Recovering Humanism

Yamazaki Kentaro Design Workshop
Japan

There is a big wall between urban and nature in modern society. Urban is a place where people labour, get money and live. On the contrary, nature is a place to rest, object to be appreciated, and where people can feel free away from the busy urban life. From the late 20th century (although there are some examples from 19th), a lot of efforts have done to protect nature. Consequently, in one sense, nature became to be well preserved. In addition, especially in German, there are some practices to make people close to nature. For example, Kleingarten is a system of plot of land, which is leased to people as a garden. Moreover, Biotope is an attempt to make a living place for a specific assemblage of plants and animals. With the help of that, green became more immediate to our life. However, nature is still set apart from our daily life. We, urban people, get up in some storied apartment, go out by trains or cars, work and shop at big buildings. We can see trees, flowers or garden, but ‘nature’ is so far beyond that we should plan trip to be surrounded by nature. Then, how can we live with nature? Should we go to deep behind the mountains and live as self-sufficiently?
Kleingarten and Biotope are ways to cultivate nature. There are also arrangements of natural green, attempts to make wild, strong nature, which is beyond mortal control, stay closer to human beings. Slow architecture is also a trial to cultivate industrialized world, especially house and town. That is to make urban-life more relaxed and comfortable thing. Cultivate is not like control. When people cultivate, they arrange the soil and ground in proper way, but don’t excessively systematize it. Furthermore, while seeds growing, people do very small things to keep it well, just to help soil and seeds. Hence people draw very rough image about the process and goal. This is similar to ‘culture’, which has same etymology as cultivate, and quite different from ‘civilization’. Besides, plow the land is a very important process when cultivate. That means to make the foundation. In terms of urban life, it can be to built house.

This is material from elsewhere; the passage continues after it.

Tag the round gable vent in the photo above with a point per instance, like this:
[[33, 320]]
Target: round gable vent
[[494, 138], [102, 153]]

What we cultivate in this land is Humanism. It is a challenge to cultivate our life and recover what we lost in this time of commercialism. We, human beings, invented a lot of things and innovated our environment. In this process, we overlooked some very important things, our wish to be free. We have bound ourselves by times we set, by systems we created. Recovering Humanism is a proposal to enable us to mature our good image, which is in deep inside of our heart, and let us established more steadily on this earth.
There is one thing we can do, to CULTIVATE. The etymology of labour is ‘toil’ in Latin, which means hard and continuous work, a laborious task, battle or struggle in archaic. Thus, when we labour we are controlled by something, and the job is that we must do. Therefore in this sense, we can’t feel free from the labour. On the other hand, work has another etymology ‘werg’, which means ‘to do’. In this point, work doesn’t have a nuance like forced. In industrial revolution times’ urban, there was some small amount of rulers and people served them. Meanwhile, in today’s society, the way of working has been changed so differently, as people don’t always have to go to the office to work, and adjust the amount of work in the proper way as they wish. Thinking about architecture, slow architecture is now has been considered. In it, it takes long time to built and is not necessarily efficient. It focuses the point which is not spotted by the capitalism.